One more lever lives here: route a cheap model for exploration and a strong one only for the build. I automate that per phase in pi with a small model-handoff package that switches model and reasoning effort when a skill loads, covered in the pi guide. The exploratory turns stop billing you at premium rates for work that never needed them.

Put a filter on your tool output and you have done the highest-return thing available to you. Everything after that is the same move at a different layer: find where the tokens repeat, and stop paying to read them twice.

Token cost, quick answers

What is the fastest way to cut my AI coding agent's token cost?

Compress tool output at the shell before it reaches the model. A git status can be two thousand tokens and a test run twenty-five thousand, and the model needed almost none of it.

A CLI proxy like RTK does this and saves 60 to 90 percent on everyday commands with no change to your workflow. It is the single highest-return change to a harness.

Does a bigger context window solve token waste?

No. A bigger window makes waste affordable, not absent. The leak is still there, you just hit the limit later and pay more per turn until you do.

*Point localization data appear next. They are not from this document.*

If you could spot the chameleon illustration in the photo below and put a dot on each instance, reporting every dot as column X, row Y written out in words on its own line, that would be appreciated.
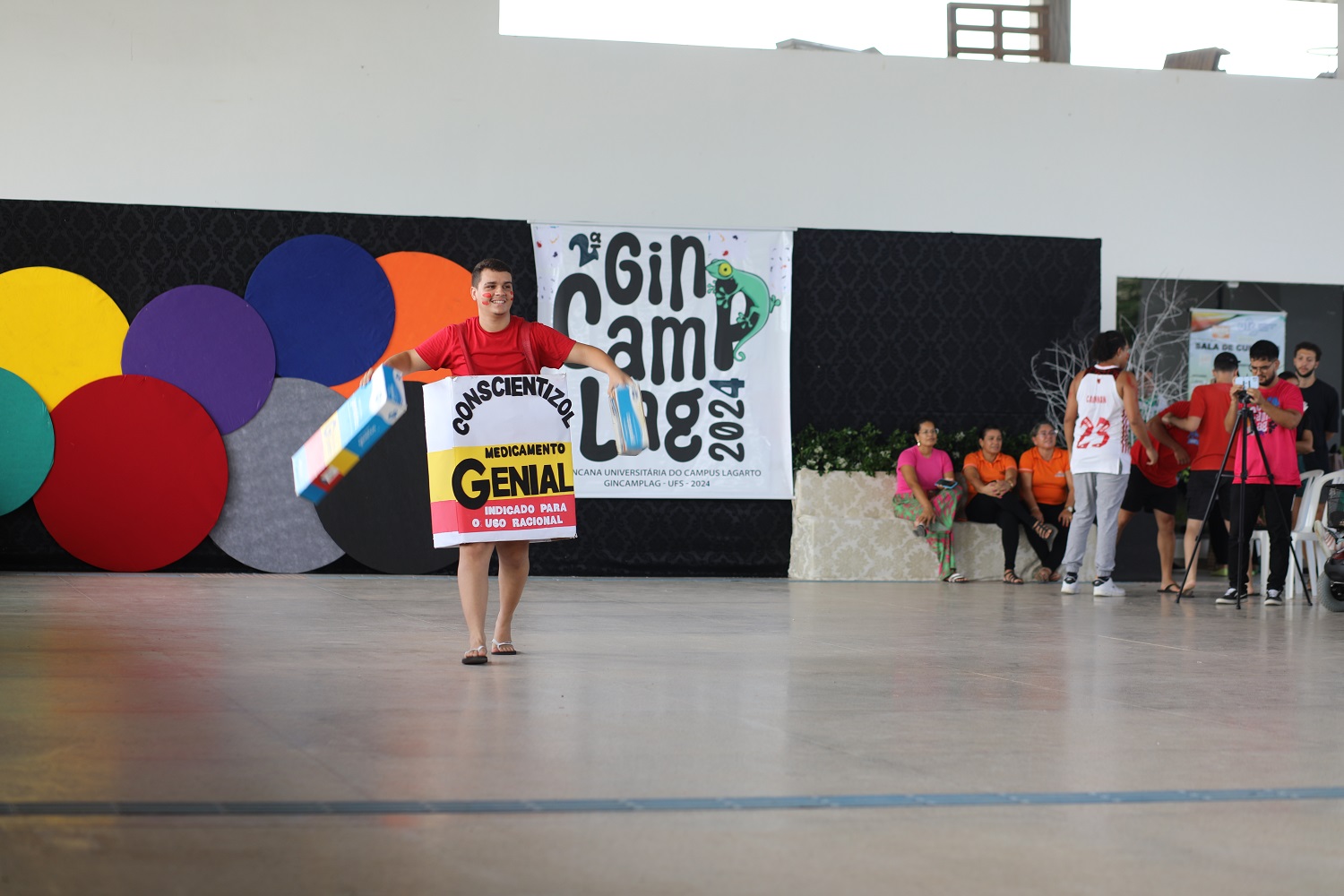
column 730, row 281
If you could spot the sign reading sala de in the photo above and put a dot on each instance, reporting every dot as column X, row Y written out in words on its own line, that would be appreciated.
column 701, row 319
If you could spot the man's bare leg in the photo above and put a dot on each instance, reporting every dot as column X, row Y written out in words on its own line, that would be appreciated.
column 1193, row 530
column 513, row 568
column 1166, row 547
column 473, row 567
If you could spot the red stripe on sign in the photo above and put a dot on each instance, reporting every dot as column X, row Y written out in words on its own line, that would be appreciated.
column 444, row 516
column 504, row 514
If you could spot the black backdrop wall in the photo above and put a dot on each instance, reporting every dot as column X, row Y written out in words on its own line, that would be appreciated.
column 884, row 325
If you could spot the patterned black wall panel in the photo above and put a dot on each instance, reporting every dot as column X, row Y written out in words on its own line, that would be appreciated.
column 887, row 325
column 949, row 319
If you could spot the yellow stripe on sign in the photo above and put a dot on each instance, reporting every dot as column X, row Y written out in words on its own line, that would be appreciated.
column 344, row 461
column 331, row 438
column 441, row 463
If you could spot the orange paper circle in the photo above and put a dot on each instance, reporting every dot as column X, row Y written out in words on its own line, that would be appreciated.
column 58, row 331
column 430, row 293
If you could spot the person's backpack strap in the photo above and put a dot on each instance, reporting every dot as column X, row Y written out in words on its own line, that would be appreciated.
column 467, row 354
column 526, row 340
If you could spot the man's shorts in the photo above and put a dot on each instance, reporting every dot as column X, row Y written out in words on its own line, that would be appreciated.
column 1142, row 495
column 1202, row 487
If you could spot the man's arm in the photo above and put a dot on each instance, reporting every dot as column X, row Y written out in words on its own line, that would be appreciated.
column 1188, row 424
column 1163, row 437
column 1281, row 416
column 1129, row 394
column 599, row 360
column 408, row 362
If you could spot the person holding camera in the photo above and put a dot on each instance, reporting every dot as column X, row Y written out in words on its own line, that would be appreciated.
column 1209, row 479
column 1268, row 477
column 1153, row 487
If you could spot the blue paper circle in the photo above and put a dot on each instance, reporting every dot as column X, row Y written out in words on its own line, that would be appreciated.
column 26, row 441
column 328, row 306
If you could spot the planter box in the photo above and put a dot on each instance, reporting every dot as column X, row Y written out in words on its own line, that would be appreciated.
column 844, row 530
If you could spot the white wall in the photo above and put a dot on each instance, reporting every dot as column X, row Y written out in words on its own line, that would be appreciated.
column 422, row 108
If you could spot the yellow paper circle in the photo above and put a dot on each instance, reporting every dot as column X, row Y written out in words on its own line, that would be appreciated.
column 58, row 331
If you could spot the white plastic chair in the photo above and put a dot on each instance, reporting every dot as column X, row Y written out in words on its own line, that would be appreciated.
column 1304, row 540
column 1305, row 543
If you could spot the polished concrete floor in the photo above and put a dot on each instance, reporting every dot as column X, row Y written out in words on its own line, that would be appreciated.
column 172, row 734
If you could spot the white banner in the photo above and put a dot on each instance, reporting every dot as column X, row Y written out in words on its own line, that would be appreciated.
column 500, row 462
column 1212, row 331
column 701, row 319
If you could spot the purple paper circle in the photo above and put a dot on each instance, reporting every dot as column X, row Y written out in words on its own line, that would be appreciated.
column 210, row 344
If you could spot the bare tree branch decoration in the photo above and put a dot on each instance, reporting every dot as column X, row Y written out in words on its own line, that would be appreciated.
column 1159, row 358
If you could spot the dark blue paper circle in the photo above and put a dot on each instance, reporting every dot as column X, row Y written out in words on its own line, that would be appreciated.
column 210, row 344
column 328, row 306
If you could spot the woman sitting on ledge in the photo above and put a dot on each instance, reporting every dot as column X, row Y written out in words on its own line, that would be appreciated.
column 927, row 495
column 1046, row 487
column 992, row 481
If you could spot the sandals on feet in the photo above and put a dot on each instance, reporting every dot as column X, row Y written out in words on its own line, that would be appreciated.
column 1047, row 532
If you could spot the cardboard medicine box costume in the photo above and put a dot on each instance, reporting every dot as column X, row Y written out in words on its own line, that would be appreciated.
column 328, row 455
column 500, row 461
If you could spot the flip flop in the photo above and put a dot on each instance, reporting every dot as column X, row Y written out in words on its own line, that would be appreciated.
column 1050, row 538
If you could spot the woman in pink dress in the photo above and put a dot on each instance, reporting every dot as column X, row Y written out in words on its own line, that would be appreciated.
column 927, row 495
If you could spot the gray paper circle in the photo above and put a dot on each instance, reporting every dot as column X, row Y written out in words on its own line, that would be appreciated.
column 263, row 522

Fix the leak at the source instead: filter tool output, deduplicate repeated history, and load project memory so you stop re-explaining. Then a normal window is plenty.

What is RTK?

RTK is an open-source CLI proxy that intercepts common shell commands and rewrites their output to a compressed equivalent before it reaches the model's context window, cutting 60 to 90 percent of the tokens on everyday dev commands. A shell hook makes it invisible to the agent.

Where do the tokens actually go in an agent session?

Three places. Tool output that dumps the full firehose when the model needed a line of it. Repeated history that resends the same reads and errors on every turn. And re-explanation, where each new session starts blank and you retype the project context.

Each leak has its own fix: compress the output, compress the conversation, and give the harness a memory.